À cet égard, les anciennes données chrétiennes ou simplement même spiritualistes étaient plus favorables à la liberté.

La morale chrétienne était essentiellement individualiste[1], je ne dis pas par l’objet des devoirs qu’elle imposait — Dieu et le prochain — mais par les récompenses ou les châtiments individuels qui étaient la sanction de ces devoirs[2] ; et la philosophie spiritualiste, de quelque école que ce fût, n’avait pas imaginé davantage une âme sociale distincte des âmes individuelles.

Alors, direz-vous, il n’y avait donc point de liens entre les membres de la société ? Si, il en existait. Ces liens étaient faits des devoirs de justice et de charité que tout homme doit remplir envers les autres et à l’accomplissement desquels l’État doit veiller ; ils étaient faits aussi de la commune destinée nationale et politique qui est la conséquence de l’idée de patrie. Particulièrement dans la doctrine chrétienne, ils étaient faits de la fraternité qui unit tous les hommes comme enfants d’un même Père qui est aux cieux ; ils étaient faits de la communauté qui unit tous, les citoyens d’une même nation comme justiciables des mêmes récompenses ou des mêmes châtiments terrestres que cette nation peut s’être attirés, et comme appelés en elle au même rôle providentiel qui peut lui avoir été assigné dans les desseins éternels de l’histoire du monde ; ils étaient faits, enfin, dans la doctrine chrétienne, de la communion mystique qui rapproche tous les membres vivants de la même Église comme associés aux mêmes grâces, aux mêmes mérites et aux mêmes espérances ; et nulle part assurément ne se trouve une solidarité plus haute que celle qui nous unit en un Dieu Rédempteur. Mais en dehors de cela, c’est-à-dire dans le domaine du libre arbitre, de la conscience et de la responsabilité morale, la séparation des personnes était complète et absolue.

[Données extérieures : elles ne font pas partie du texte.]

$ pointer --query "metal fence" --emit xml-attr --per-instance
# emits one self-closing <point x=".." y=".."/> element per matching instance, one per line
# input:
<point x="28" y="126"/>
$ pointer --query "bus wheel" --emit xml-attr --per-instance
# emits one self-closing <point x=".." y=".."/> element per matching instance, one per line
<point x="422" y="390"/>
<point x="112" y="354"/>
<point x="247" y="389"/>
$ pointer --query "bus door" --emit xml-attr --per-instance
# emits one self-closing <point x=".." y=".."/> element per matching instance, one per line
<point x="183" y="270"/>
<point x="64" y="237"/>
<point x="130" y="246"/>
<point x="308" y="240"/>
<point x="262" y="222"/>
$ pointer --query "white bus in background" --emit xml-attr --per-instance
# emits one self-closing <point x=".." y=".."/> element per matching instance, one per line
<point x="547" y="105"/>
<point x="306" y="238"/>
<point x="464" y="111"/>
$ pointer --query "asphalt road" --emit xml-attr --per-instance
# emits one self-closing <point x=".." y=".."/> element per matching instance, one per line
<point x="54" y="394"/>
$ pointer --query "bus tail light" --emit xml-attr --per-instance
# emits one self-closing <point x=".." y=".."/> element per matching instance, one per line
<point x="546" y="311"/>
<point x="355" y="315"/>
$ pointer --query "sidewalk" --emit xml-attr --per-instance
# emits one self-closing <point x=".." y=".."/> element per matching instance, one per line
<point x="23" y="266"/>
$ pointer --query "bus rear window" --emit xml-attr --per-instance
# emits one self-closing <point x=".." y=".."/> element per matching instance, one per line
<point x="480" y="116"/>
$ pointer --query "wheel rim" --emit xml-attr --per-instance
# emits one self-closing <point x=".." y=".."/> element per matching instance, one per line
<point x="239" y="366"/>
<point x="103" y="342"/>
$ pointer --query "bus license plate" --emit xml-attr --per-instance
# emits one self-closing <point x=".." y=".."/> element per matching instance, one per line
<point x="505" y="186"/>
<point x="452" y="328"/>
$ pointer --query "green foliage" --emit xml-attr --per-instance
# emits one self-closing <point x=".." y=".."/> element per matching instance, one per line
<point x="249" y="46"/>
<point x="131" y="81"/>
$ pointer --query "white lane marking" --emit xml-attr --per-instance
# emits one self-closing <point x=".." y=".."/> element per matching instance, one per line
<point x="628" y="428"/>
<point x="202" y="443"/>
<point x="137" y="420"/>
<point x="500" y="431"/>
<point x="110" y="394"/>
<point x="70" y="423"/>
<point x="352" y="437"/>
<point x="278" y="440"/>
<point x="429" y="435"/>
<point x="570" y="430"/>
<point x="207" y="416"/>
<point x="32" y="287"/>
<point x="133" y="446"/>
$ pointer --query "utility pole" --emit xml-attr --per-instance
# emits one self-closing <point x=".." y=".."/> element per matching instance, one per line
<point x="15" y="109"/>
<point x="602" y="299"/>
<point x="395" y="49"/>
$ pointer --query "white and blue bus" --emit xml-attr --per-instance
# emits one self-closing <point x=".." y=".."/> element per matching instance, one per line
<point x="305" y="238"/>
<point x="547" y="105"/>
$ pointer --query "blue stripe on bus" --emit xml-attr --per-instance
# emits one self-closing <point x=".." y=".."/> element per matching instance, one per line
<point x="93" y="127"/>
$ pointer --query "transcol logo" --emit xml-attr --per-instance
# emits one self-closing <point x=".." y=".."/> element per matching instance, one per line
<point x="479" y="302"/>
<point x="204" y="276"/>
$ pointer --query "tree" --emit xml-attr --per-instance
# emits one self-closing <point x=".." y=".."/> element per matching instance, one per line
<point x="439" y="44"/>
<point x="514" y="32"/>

Il restait donc un domaine inviolable et sacré, où chacun devait se mouvoir soi-même pour être ensuite soi-même jugé d’après sa propre conduite.

Or, cette doctrine, éminemment favorable à la liberté et à la pratique individuelle de la vertu, a subi depuis un siècle et un demi-siècle les plus rudes assauts. Ils lui ont été portés, d’une part par le panthéisme hégélien, d’autre part, par les nouvelles théories de la sociologie évolutionniste, dont Comte et Spencer ont été les initiateurs.

Au point de vue économique, ce sont ces dernières théories qui nous intéressent.

Darwin avait introduit l’idée générale du transformisme dans le domaine de l’histoire naturelle. Le transformisme, c’était la loi de l’évolution de la vie dans l’ordre des espèces animales, avec la théorie de l’adaptation des facultés et des organes aux circonstances et aux besoins, théorie que Lamarck avait ébauchée déjà depuis un quart de siècle[3]. Eh bien, s’est-on dit, n’y a-t-il pas une adaptation semblable des sociétés aux milieux et aux temps ? Le phénomène intime de la vie sociale n’est-il pas le même que le phénomène apparent de la vie individuelle ? N’y a-t-il pas un être social, comme il existe des êtres individuels que nous sommes ? Cet être social, enfin, n’a-t-il pas des lois d’évolution analogues ou semblables à ces autres lois dont l’application spontanée et ininterrompue, sans cesse continuée depuis des milliers et peut-être des millions de siècles, est censée nous apparaître dans l’histoire du règne animal ?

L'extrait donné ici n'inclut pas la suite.